Even when people agree with the overwhelming evidence that climate change is real, the subject can be so daunting that it instills a sense of gloom and doom, rather than an urgency to implement solutions, according to speaker Chad Frischmann, vice president and research director at Project Drawdown.

“Fear and apathy lead to an acceptance of the status quo. They are tools of oppression to maintain business as usual. We need to envision the future that we want and build it. We have the tools we need to do so today,” Mr. Frischmann told the audience at the symposium’s closing plenary, “Drawdown: 100 Substantive Solutions to Global Warming.”

Project Drawdown is a team of over 70 researchers led by Mr. Frischmann who have identified 100 solutions that, if implemented collectively, could realistically keep the temperature of the Earth from rising past the critical mark of two degrees Celsius above pre-industrial levels and actually draw down carbon out of the atmosphere to reverse global warming by 2050. The team measured 80 of these solutions that are already up and running around the world and modeled how they might be scaled up over the next 30 years. The solutions are presented in the book, “Drawdown,” which was given to all symposium attendees.
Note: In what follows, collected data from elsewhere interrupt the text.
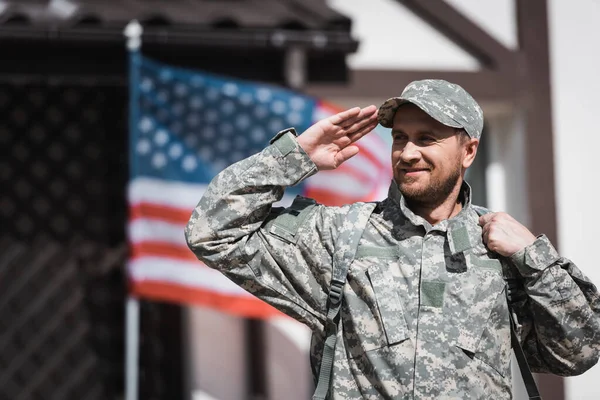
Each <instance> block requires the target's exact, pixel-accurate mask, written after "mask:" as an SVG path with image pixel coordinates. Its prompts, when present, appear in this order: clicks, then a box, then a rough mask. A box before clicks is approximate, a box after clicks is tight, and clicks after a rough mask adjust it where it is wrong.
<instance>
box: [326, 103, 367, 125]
mask: <svg viewBox="0 0 600 400" xmlns="http://www.w3.org/2000/svg"><path fill="white" fill-rule="evenodd" d="M360 111H361V109H360V107H353V108H350V109H348V110H345V111H342V112H339V113H337V114H335V115H332V116H331V117H329V118H327V120H328V121H329V122H330V123H331V124H332V125H341V124H342V123H344V122H345V121H348V120H350V119H352V118H355V117H356V116H358V115H359V114H360Z"/></svg>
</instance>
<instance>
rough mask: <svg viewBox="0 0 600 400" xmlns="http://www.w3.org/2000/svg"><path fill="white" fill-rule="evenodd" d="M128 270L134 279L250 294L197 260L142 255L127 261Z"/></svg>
mask: <svg viewBox="0 0 600 400" xmlns="http://www.w3.org/2000/svg"><path fill="white" fill-rule="evenodd" d="M128 272H129V274H130V277H131V278H132V279H133V280H135V281H146V280H150V281H165V282H169V283H172V284H178V285H182V286H197V287H202V288H204V289H212V290H214V291H216V292H219V293H224V294H235V295H238V296H245V297H250V296H251V295H250V294H249V293H248V292H246V291H245V290H244V289H242V288H240V287H239V286H237V285H236V284H235V283H233V282H231V281H230V280H229V279H227V278H225V277H224V276H223V275H222V274H221V273H220V272H219V271H217V270H214V269H211V268H208V267H207V266H206V265H204V264H203V263H201V262H199V261H197V260H196V261H195V262H188V261H181V260H172V259H170V258H165V257H142V258H137V259H131V260H130V261H129V264H128Z"/></svg>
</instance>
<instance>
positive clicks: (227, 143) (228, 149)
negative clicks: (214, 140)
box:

“Project Drawdown is a communications organization and has a foundation as a living research project to reverse global warming. We can all be agents of change,” said Mr. Frischmann.

Some additional topics of discussion included climate activism in China, corporate sustainability and renewable energy procurement, oceans and climate change, and carbon capture and sequestration. Programming included the panel discussion, opening and closing plenaries, and five breakout sessions, each of which offered a science, business, and public policy track.